Норшейн извлекла из пианино несколько беспокойных аккордов, и Давид Исаевич замер. Незнакомые, но в то же время близкие и дорогие звуки буравили душу. Он изумлен. Оказывается, он помнил все слова песни. Затаившись в глубинных далях памяти, еврейские слова выскакивали одно за другим, словно и не было долгой разлуки с ними:

Эх ты, глупый парень,

Дурья голова,

Где ж ты это видел —

Дым да без огня?

Анна Арнольдовна выводила низким голосом:

Не слыви богатой

И не будь красивой,

Умной не родися —

А родись счастливой.

Давид Исаевич молчит. И Норшейн не может разжать губы. Руки ее неподвижно лежат на клавиатуре.

Наконец Коростенский слышит невнятное:

— Давид Исаевич, оставьте меня одну, прошу вас.

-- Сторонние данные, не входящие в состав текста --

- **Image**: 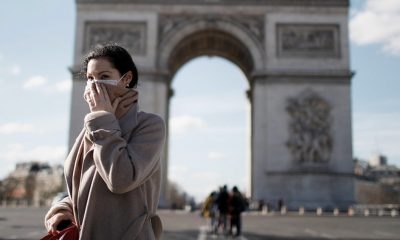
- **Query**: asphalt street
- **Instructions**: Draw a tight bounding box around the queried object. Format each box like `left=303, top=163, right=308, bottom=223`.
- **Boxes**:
left=0, top=207, right=400, bottom=240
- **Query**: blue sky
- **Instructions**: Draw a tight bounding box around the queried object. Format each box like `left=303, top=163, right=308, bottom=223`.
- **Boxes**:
left=0, top=0, right=400, bottom=202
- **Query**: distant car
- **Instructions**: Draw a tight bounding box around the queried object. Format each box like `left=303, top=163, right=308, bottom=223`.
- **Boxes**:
left=51, top=192, right=68, bottom=205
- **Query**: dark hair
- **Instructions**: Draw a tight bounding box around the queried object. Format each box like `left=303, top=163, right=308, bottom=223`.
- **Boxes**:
left=82, top=43, right=139, bottom=88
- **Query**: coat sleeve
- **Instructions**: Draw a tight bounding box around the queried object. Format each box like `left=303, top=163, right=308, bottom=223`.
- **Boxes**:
left=85, top=109, right=165, bottom=194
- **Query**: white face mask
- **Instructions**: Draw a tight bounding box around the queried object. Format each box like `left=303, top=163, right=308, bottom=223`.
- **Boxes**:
left=87, top=73, right=126, bottom=87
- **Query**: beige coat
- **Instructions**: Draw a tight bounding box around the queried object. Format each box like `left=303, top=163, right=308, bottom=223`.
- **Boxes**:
left=45, top=105, right=165, bottom=240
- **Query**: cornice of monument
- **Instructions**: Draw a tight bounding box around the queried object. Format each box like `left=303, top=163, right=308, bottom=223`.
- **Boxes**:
left=251, top=70, right=355, bottom=84
left=75, top=0, right=350, bottom=7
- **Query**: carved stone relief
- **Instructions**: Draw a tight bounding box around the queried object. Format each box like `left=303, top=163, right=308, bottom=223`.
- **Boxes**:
left=277, top=24, right=340, bottom=58
left=83, top=22, right=146, bottom=56
left=286, top=90, right=333, bottom=163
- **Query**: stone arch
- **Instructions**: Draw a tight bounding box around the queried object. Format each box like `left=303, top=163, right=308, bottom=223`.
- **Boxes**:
left=158, top=19, right=264, bottom=75
left=168, top=29, right=254, bottom=78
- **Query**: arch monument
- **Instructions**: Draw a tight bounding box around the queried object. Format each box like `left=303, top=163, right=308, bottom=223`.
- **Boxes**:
left=69, top=0, right=354, bottom=209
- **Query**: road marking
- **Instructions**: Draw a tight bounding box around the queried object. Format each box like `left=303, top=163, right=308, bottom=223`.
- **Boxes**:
left=197, top=226, right=208, bottom=240
left=304, top=228, right=318, bottom=236
left=374, top=230, right=394, bottom=237
left=321, top=233, right=335, bottom=239
left=197, top=226, right=248, bottom=240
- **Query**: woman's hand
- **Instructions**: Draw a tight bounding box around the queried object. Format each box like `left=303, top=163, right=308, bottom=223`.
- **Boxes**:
left=115, top=90, right=139, bottom=118
left=83, top=83, right=120, bottom=113
left=46, top=210, right=74, bottom=235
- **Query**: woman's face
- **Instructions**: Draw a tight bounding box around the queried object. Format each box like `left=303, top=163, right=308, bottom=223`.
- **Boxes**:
left=86, top=58, right=132, bottom=101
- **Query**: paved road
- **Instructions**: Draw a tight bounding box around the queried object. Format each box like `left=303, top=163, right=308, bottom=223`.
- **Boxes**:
left=0, top=208, right=400, bottom=240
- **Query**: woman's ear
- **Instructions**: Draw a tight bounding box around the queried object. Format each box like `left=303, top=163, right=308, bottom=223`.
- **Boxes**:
left=121, top=71, right=133, bottom=86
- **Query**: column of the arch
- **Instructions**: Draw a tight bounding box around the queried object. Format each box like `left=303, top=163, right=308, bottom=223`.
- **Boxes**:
left=68, top=67, right=89, bottom=149
left=138, top=72, right=169, bottom=207
left=252, top=74, right=354, bottom=209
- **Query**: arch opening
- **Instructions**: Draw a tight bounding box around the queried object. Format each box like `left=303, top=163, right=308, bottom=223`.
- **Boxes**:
left=168, top=56, right=250, bottom=204
left=168, top=29, right=254, bottom=79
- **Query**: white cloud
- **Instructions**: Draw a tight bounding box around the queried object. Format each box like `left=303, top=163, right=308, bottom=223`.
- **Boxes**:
left=207, top=152, right=226, bottom=160
left=3, top=144, right=67, bottom=162
left=0, top=143, right=67, bottom=178
left=350, top=0, right=400, bottom=55
left=10, top=65, right=21, bottom=76
left=169, top=115, right=206, bottom=134
left=52, top=80, right=72, bottom=92
left=23, top=76, right=72, bottom=94
left=353, top=113, right=400, bottom=165
left=0, top=123, right=34, bottom=134
left=23, top=76, right=47, bottom=89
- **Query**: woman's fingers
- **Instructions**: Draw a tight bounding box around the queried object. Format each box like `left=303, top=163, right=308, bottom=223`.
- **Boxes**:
left=46, top=211, right=74, bottom=235
left=112, top=97, right=121, bottom=113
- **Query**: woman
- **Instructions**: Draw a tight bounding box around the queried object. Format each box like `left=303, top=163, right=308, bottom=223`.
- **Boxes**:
left=45, top=45, right=165, bottom=240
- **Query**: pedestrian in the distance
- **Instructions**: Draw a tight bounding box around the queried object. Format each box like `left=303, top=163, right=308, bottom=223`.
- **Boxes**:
left=217, top=185, right=229, bottom=234
left=45, top=44, right=165, bottom=240
left=229, top=186, right=246, bottom=236
left=202, top=191, right=218, bottom=234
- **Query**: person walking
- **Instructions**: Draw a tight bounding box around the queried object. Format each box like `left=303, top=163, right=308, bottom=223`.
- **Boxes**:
left=217, top=185, right=229, bottom=234
left=45, top=44, right=166, bottom=240
left=229, top=186, right=246, bottom=236
left=201, top=191, right=218, bottom=234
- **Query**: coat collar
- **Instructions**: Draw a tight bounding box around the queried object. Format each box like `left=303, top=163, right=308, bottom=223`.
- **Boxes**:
left=118, top=103, right=138, bottom=139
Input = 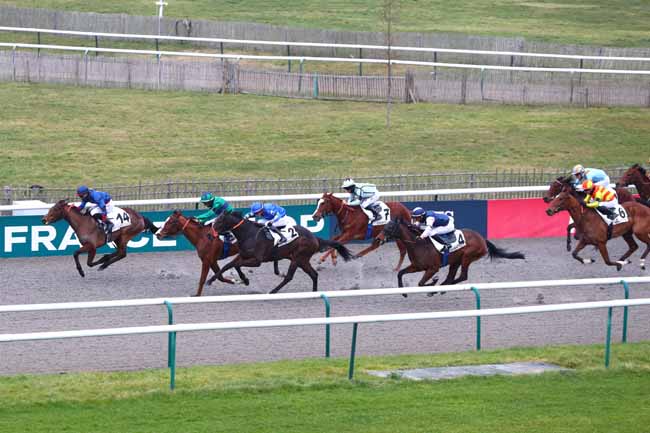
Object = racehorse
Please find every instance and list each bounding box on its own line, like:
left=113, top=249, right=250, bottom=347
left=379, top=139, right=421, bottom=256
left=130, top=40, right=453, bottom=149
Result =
left=156, top=210, right=249, bottom=296
left=378, top=218, right=525, bottom=287
left=208, top=212, right=353, bottom=293
left=42, top=200, right=158, bottom=277
left=546, top=187, right=650, bottom=271
left=616, top=164, right=650, bottom=206
left=312, top=192, right=411, bottom=271
left=544, top=176, right=634, bottom=251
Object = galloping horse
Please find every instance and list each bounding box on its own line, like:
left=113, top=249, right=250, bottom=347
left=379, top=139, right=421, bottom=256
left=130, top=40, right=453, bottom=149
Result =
left=208, top=212, right=353, bottom=293
left=546, top=187, right=650, bottom=271
left=156, top=210, right=248, bottom=296
left=42, top=200, right=158, bottom=277
left=378, top=218, right=525, bottom=287
left=616, top=164, right=650, bottom=206
left=312, top=192, right=411, bottom=271
left=544, top=176, right=634, bottom=251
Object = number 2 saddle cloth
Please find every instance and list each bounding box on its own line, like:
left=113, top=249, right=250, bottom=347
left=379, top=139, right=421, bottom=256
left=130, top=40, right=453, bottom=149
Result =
left=429, top=229, right=465, bottom=253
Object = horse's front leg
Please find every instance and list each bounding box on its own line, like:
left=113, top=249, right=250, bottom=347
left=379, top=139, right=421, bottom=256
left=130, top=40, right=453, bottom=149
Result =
left=571, top=239, right=594, bottom=264
left=72, top=243, right=97, bottom=278
left=598, top=242, right=625, bottom=271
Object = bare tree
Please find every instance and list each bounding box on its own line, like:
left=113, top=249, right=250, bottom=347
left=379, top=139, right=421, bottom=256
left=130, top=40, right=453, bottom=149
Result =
left=382, top=0, right=399, bottom=129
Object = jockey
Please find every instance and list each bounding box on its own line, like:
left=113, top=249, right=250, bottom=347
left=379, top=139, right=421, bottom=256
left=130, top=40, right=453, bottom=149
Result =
left=582, top=180, right=618, bottom=220
left=195, top=192, right=235, bottom=244
left=411, top=207, right=456, bottom=249
left=248, top=202, right=292, bottom=243
left=196, top=192, right=234, bottom=225
left=77, top=185, right=113, bottom=235
left=341, top=177, right=381, bottom=224
left=571, top=164, right=610, bottom=190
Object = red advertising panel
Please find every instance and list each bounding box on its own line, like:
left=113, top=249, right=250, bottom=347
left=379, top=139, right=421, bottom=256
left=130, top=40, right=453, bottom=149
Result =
left=487, top=198, right=569, bottom=239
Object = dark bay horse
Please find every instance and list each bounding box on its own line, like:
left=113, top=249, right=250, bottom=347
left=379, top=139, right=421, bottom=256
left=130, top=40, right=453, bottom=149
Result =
left=42, top=200, right=158, bottom=277
left=156, top=210, right=249, bottom=296
left=312, top=192, right=411, bottom=271
left=616, top=164, right=650, bottom=206
left=208, top=212, right=353, bottom=293
left=378, top=218, right=525, bottom=287
left=546, top=188, right=650, bottom=271
left=544, top=176, right=634, bottom=251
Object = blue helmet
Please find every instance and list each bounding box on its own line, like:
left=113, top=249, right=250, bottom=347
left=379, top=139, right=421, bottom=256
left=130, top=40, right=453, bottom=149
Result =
left=77, top=185, right=89, bottom=196
left=251, top=202, right=264, bottom=214
left=411, top=206, right=426, bottom=218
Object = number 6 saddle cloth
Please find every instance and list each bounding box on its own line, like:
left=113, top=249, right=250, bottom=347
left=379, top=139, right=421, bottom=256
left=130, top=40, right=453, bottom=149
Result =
left=429, top=229, right=466, bottom=253
left=596, top=204, right=629, bottom=226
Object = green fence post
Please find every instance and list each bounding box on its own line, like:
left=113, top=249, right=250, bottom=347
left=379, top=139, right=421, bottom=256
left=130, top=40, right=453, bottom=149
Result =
left=605, top=307, right=613, bottom=368
left=165, top=301, right=176, bottom=391
left=320, top=293, right=331, bottom=358
left=621, top=280, right=630, bottom=343
left=472, top=287, right=481, bottom=350
left=348, top=323, right=359, bottom=380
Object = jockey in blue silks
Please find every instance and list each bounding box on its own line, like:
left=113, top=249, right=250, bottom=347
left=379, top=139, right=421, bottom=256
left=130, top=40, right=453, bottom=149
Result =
left=247, top=203, right=295, bottom=243
left=571, top=164, right=610, bottom=191
left=77, top=185, right=113, bottom=234
left=411, top=207, right=456, bottom=249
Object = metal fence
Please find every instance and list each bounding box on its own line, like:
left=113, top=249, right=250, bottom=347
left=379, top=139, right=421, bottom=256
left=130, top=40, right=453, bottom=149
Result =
left=0, top=6, right=650, bottom=69
left=2, top=167, right=626, bottom=210
left=0, top=50, right=650, bottom=107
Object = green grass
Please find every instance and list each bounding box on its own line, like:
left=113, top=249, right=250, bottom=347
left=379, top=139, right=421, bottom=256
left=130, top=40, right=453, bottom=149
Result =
left=0, top=83, right=650, bottom=187
left=0, top=0, right=650, bottom=47
left=0, top=342, right=650, bottom=433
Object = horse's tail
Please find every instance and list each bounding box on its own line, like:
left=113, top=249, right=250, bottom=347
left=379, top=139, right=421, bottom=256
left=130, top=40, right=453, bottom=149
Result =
left=142, top=216, right=158, bottom=233
left=316, top=237, right=355, bottom=262
left=485, top=239, right=526, bottom=260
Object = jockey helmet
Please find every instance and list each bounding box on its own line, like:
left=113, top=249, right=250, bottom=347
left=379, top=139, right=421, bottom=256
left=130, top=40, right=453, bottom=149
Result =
left=251, top=202, right=264, bottom=214
left=411, top=206, right=426, bottom=218
left=77, top=185, right=89, bottom=197
left=341, top=177, right=356, bottom=189
left=201, top=192, right=214, bottom=205
left=571, top=164, right=585, bottom=178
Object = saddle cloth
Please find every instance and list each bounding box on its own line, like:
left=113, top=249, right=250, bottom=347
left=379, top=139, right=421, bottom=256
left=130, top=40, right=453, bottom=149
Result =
left=596, top=204, right=629, bottom=225
left=361, top=200, right=390, bottom=226
left=266, top=221, right=300, bottom=247
left=429, top=230, right=466, bottom=253
left=84, top=204, right=131, bottom=232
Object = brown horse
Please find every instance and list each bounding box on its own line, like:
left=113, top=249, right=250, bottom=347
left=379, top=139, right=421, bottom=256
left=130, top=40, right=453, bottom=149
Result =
left=544, top=176, right=634, bottom=251
left=42, top=200, right=158, bottom=277
left=156, top=210, right=249, bottom=296
left=616, top=164, right=650, bottom=206
left=546, top=187, right=650, bottom=271
left=208, top=212, right=353, bottom=293
left=312, top=192, right=411, bottom=271
left=378, top=218, right=525, bottom=287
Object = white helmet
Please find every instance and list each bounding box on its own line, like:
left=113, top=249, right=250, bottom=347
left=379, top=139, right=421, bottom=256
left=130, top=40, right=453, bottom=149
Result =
left=571, top=164, right=585, bottom=176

Давид Исаевич тихо выходит.

Анна Арнольдовна подняла голову, раскрыла нотную тетрадь и начала резкими штрихами выводить строчки нот, перебирать замысловатую вязь нотных значков — внесла поправки в нотную запись старой комсомольской песни об умирающем бойце. Мелодия грустной и трогательной баллады о сыновней верности родной земле, до мельчайших тонов знакомая и в то же время какая-то обновленная, накатывалась современными ритмами. Именно их-то Анна Арнольдовна и добивалась. Ей нравилось ощущать себя умельцем, чувствовать, как созвучия покорно подчиняются. Сознание того, что работа удается, радовало вдвойне. Песня, пожалуй, увлечет ребят, они ее с охотой запоют. Доволен будет и Давид Исаевич, ради которого она, в сущности, эту песню и обрабатывает…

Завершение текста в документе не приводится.